Origine et histoire du Couvent de la Visitation
Le couvent de la Visitation, ou couvent Sainte-Marie, est un ancien couvent de Visitandines situé à Thonon-les-Bains, en Haute‑Savoie. Quitté par les religieuses à la fin des années 1960, il accueille aujourd’hui la médiathèque municipale, une école de musique, un espace d’exposition et l’Académie chablaisienne. L’ensemble est partiellement inscrit au titre des monuments historiques depuis 1973.
Le site se trouve depuis le centre ancien dans l’axe de la rue Chante‑Coq, bordé par la place du marché au sud et par la rue des Granges à l’ouest ; à l’origine il était implanté extra‑muros, en vis‑à‑vis d’une porte de la ville. Le couvent couvre environ 2 900 m2 et s’organise autour de deux cours intérieures : à l’ouest la cour des provisions et à l’est le cloître. Les bâtiments comportent rez‑de‑chaussée et deux étages, certains avec un niveau de cave, desservis par quatre escaliers ; leur orientation générale est est‑nord‑est / ouest‑sud‑ouest, à l’exception du bâtiment occidental aligné sur la rue des Granges. Une petite place au sud‑ouest a été remplacée par l’auditorium de la médiathèque à la fin des années 2010.
L’église, située au nord‑ouest en bordure de la cour des provisions, est un édifice à nef unique de 22,6 m de long sur 8 m de large, comprenant une nef en trois travées, un chœur de plan carré voûté en arêtes, deux petites chapelles formant les bras du transept et une crypte. À l’ouest, le bâtiment des sœurs tourières, situé entre la rue des Granges et la cour des provisions, faisait office d’interface avec l’extérieur et de limite de la clôture ; il abritait deux « tours », dispositifs cylindriques en bois permettant de faire passer des objets à travers une cloison sans contact direct, ainsi que des parloirs. L’aile ouest du cloître, accolée au sud du chœur, contenait au rez‑de‑chaussée le chœur des religieuses, communicant avec l’église par une grande baie grillagée, et accueillait à l’étage l’infirmerie de la communauté jusqu’au XIXe siècle ; au début du XXIe siècle, l’Académie chablaisienne occupait ses combles. L’aile sud, qui abritait au XVIIe siècle les cellules des religieuses, présentait des inscriptions murales peintes sous forme de sentences tirées de la Bible ou de Thomas d’Aquin ; huit de ces peintures étaient conservées in situ avant les travaux du XXIe siècle.

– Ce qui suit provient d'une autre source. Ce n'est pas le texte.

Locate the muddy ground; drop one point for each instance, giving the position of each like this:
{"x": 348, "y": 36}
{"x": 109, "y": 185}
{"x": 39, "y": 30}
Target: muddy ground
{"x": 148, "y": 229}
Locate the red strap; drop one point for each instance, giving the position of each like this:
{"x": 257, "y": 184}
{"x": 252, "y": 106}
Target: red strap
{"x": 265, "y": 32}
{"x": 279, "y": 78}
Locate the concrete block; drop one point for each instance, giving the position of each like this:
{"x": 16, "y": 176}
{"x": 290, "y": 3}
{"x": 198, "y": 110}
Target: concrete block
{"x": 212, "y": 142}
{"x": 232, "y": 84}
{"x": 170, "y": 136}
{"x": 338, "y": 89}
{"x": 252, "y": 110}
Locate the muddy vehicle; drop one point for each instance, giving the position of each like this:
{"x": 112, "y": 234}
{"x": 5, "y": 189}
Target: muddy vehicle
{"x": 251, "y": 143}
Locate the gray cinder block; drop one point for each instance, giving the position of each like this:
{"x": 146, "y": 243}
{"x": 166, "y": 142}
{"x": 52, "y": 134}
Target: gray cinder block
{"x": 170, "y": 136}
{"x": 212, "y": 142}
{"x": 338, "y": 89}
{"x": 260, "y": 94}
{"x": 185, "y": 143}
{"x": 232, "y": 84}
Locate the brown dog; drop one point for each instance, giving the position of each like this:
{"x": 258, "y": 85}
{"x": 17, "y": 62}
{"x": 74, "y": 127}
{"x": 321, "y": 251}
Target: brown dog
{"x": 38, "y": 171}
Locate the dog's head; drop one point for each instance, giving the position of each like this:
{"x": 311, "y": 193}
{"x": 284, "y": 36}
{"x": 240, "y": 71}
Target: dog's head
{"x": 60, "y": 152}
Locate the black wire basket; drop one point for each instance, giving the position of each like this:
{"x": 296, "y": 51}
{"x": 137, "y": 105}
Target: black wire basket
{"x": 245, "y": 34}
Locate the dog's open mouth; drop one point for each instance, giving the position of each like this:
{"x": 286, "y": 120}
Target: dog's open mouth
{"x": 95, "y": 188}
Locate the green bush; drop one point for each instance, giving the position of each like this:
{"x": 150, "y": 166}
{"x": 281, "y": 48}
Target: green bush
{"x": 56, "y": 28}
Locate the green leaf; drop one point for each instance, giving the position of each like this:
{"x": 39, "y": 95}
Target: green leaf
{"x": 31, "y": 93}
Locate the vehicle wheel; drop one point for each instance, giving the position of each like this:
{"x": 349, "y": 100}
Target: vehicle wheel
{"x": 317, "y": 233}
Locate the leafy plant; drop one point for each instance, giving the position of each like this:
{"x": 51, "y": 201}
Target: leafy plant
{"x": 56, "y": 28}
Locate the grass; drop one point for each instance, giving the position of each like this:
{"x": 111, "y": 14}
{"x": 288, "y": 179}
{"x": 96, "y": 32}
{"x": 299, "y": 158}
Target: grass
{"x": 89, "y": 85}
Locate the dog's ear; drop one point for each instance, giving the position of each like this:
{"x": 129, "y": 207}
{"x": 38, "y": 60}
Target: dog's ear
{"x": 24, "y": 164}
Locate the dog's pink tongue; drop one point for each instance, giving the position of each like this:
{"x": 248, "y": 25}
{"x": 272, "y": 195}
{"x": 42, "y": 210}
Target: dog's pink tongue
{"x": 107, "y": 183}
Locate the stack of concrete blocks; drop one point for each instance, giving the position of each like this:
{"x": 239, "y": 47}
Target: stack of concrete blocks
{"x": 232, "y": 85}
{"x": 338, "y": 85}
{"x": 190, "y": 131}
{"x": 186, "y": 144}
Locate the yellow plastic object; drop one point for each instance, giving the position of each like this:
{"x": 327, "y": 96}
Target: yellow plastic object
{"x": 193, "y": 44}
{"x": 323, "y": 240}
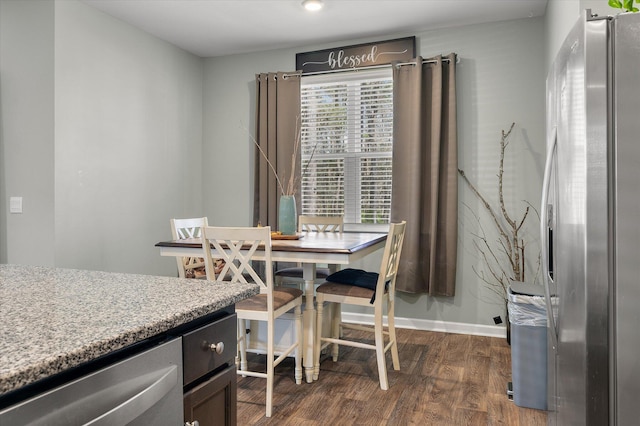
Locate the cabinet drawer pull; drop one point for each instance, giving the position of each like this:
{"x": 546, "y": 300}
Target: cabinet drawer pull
{"x": 217, "y": 347}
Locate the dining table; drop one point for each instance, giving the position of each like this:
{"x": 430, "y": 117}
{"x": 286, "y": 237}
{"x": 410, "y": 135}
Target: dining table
{"x": 309, "y": 249}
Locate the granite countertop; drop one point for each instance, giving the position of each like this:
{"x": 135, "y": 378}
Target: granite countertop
{"x": 54, "y": 319}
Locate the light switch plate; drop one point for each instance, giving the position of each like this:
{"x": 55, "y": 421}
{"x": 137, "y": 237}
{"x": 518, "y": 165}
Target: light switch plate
{"x": 15, "y": 204}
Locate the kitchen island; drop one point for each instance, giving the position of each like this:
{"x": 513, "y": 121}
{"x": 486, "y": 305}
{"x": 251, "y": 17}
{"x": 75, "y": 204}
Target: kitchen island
{"x": 56, "y": 320}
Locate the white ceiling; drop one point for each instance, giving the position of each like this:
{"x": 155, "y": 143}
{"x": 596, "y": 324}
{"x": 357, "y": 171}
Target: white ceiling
{"x": 211, "y": 28}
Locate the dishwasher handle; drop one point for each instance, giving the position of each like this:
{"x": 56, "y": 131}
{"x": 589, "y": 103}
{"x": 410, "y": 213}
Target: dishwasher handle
{"x": 124, "y": 413}
{"x": 145, "y": 387}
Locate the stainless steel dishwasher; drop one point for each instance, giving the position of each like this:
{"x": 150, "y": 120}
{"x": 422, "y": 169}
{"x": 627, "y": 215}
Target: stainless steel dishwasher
{"x": 145, "y": 389}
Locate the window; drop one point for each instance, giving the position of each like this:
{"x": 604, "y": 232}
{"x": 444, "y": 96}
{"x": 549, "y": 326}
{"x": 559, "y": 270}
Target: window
{"x": 347, "y": 140}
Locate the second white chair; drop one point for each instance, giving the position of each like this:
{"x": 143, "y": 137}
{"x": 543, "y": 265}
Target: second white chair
{"x": 361, "y": 288}
{"x": 237, "y": 247}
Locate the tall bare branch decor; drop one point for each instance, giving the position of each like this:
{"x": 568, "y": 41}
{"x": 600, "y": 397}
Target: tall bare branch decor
{"x": 503, "y": 259}
{"x": 425, "y": 181}
{"x": 277, "y": 112}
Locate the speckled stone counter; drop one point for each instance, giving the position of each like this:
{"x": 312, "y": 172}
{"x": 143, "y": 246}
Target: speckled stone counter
{"x": 55, "y": 319}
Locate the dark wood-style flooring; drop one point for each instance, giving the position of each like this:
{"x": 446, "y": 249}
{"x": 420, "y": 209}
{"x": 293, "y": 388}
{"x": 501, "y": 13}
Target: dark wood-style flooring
{"x": 444, "y": 379}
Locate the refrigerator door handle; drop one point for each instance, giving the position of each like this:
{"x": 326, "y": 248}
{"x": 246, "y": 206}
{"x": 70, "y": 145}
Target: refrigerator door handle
{"x": 545, "y": 232}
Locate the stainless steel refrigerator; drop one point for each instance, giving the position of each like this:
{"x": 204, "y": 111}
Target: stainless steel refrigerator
{"x": 591, "y": 224}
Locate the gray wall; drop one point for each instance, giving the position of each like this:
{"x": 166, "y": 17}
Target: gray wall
{"x": 107, "y": 119}
{"x": 26, "y": 131}
{"x": 494, "y": 90}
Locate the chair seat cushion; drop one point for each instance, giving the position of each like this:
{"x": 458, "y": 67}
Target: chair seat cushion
{"x": 281, "y": 296}
{"x": 345, "y": 290}
{"x": 356, "y": 277}
{"x": 321, "y": 273}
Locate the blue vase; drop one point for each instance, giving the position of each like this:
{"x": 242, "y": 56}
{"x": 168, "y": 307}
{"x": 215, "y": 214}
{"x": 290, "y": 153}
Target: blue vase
{"x": 287, "y": 215}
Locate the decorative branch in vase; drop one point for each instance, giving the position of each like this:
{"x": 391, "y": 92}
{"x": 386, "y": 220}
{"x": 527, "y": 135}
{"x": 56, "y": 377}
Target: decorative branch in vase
{"x": 287, "y": 214}
{"x": 504, "y": 258}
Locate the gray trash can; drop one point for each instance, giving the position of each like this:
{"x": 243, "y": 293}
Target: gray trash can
{"x": 528, "y": 317}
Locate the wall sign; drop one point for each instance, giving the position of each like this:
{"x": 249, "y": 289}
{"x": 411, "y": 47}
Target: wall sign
{"x": 356, "y": 56}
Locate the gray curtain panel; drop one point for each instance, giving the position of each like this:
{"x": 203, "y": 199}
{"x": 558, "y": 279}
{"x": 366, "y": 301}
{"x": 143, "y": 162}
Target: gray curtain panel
{"x": 277, "y": 115}
{"x": 425, "y": 181}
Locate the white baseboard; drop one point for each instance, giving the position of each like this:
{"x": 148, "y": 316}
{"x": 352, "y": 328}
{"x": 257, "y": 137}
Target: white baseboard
{"x": 430, "y": 325}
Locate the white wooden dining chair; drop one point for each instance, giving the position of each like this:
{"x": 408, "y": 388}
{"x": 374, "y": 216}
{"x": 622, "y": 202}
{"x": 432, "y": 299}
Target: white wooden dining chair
{"x": 357, "y": 287}
{"x": 237, "y": 246}
{"x": 294, "y": 275}
{"x": 181, "y": 229}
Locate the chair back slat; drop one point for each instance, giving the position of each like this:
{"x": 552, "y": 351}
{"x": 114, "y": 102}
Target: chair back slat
{"x": 391, "y": 258}
{"x": 237, "y": 247}
{"x": 182, "y": 229}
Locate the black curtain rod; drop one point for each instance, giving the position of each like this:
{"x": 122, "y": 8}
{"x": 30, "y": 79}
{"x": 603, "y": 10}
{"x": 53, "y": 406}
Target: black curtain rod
{"x": 424, "y": 61}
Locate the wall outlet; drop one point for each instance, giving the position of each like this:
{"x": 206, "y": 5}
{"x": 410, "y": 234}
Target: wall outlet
{"x": 15, "y": 204}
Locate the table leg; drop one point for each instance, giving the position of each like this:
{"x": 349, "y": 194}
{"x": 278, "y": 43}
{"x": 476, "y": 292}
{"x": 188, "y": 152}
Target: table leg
{"x": 308, "y": 319}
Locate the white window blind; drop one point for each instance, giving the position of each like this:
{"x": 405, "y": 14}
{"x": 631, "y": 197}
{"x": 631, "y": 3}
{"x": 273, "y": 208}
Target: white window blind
{"x": 347, "y": 140}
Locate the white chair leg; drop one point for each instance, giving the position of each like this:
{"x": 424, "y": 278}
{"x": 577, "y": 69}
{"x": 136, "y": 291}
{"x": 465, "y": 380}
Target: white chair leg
{"x": 270, "y": 367}
{"x": 382, "y": 365}
{"x": 317, "y": 344}
{"x": 242, "y": 344}
{"x": 298, "y": 355}
{"x": 392, "y": 335}
{"x": 336, "y": 328}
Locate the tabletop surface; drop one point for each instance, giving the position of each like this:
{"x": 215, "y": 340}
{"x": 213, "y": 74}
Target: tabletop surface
{"x": 317, "y": 242}
{"x": 52, "y": 319}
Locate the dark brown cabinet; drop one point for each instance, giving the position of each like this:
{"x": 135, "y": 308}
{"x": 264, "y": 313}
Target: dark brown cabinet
{"x": 210, "y": 389}
{"x": 214, "y": 401}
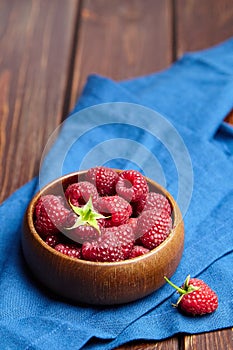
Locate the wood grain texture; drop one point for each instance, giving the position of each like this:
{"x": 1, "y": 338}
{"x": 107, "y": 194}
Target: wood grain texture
{"x": 169, "y": 344}
{"x": 122, "y": 39}
{"x": 222, "y": 340}
{"x": 35, "y": 45}
{"x": 200, "y": 24}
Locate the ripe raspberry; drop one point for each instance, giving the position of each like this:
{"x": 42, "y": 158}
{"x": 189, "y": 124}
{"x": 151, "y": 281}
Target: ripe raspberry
{"x": 138, "y": 206}
{"x": 125, "y": 237}
{"x": 104, "y": 179}
{"x": 153, "y": 228}
{"x": 114, "y": 244}
{"x": 82, "y": 223}
{"x": 52, "y": 240}
{"x": 80, "y": 192}
{"x": 50, "y": 215}
{"x": 69, "y": 249}
{"x": 116, "y": 207}
{"x": 84, "y": 233}
{"x": 137, "y": 251}
{"x": 196, "y": 297}
{"x": 133, "y": 223}
{"x": 131, "y": 185}
{"x": 158, "y": 202}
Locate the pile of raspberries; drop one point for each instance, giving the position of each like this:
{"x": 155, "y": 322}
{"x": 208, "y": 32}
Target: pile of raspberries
{"x": 110, "y": 216}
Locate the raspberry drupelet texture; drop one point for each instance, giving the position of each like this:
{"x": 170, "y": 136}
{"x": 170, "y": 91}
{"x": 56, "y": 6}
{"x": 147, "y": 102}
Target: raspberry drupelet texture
{"x": 153, "y": 228}
{"x": 116, "y": 210}
{"x": 114, "y": 244}
{"x": 79, "y": 193}
{"x": 51, "y": 215}
{"x": 196, "y": 297}
{"x": 132, "y": 185}
{"x": 104, "y": 179}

Parmi les bâtiments annexes, l’ancien moulin à eau, de l’autre côté de la place du marché, a été reconverti en restaurant et sa meule est visible devant le bâtiment. Le bief qui alimentait le moulin, le canal de l’Oncion, alimentait également le château de Ripaille et remonte au XIVe siècle ; bien que détruit en 1959, il est aujourd’hui matérialisé par un canal plus modeste dans le parc jouxtant le moulin et la place du marché.
Fondé d’abord à Évian en 1625, le couvent connaît des difficultés liées à l’absence de confesseurs et à l’impossibilité de s’étendre, ce qui provoque son transfert à Thonon en 1627 ; Jeanne de Chantal juge ce nouveau siège « plus illustre et mieux fourni des choses nécessaire à l’entretien de la vie religieuse » et réside sur place en 1639, validant vraisemblablement le plan du nouvel établissement. La communauté s’installe d’abord dans une maison acquise par Marie de Charmoisy, puis, en 1633, sur le site actuel composé de granges, maisons, jardins, verges et vignes, achat rendu possible par les dons du marquis Albert de Lullin ; d’autres propriétés sont acquises en 1636.
La première phase de construction, entamée en 1637 lorsque les visitandines prennent possession des lieux, se prolonge jusqu’en 1685 avec les travaux de la sacristie et comprend plusieurs campagnes : travaux dans des bâtiments préexistants, construction de l’aile ouest du cloître en 1649, de l’aile sud en 1657 puis de la jonction avec le bâtiment sud‑ouest en 1674 ; l’église, peut‑être commencée en 1666, est achevée en 1684 et l’amorce de l’aile nord construite en 1685, laissant alors le cloître partiellement ouvert sans aile est ni la moitié de l’aile nord.
En 1793, dans le contexte révolutionnaire, les religieuses quittent le couvent ; passé entre des mains laïques et majoritairement loué, il sert de logements et d’installations agricoles ou commerciales. Racheté en 1835 par le couvent de la Visitation de Lyon, il retrouve une communauté de visitandines et les travaux du cloître reprennent en 1840 pour se poursuivre jusqu’en 1848, date à laquelle sont construits l’aile orientale et la partie manquante de l’aile nord ; les ailes préexistantes sont alors surélevées d’un étage, la charpente du XVIIe siècle transformée et les combles agrandis.
Le 22 novembre 1968 les religieuses quittent définitivement le site pour Marclaz ; le bâtiment est ensuite partiellement affecté à la bibliothèque municipale puis, en 2018, devient le Pôle culturel de la Visitation, accueillant plusieurs institutions et associations. L’édifice a été partiellement classé au titre des monuments historiques en 1973 pour ses façades et toitures et, depuis 1988, l’inscription protège également les dix inscriptions murales du XVIIe siècle qu’il contient.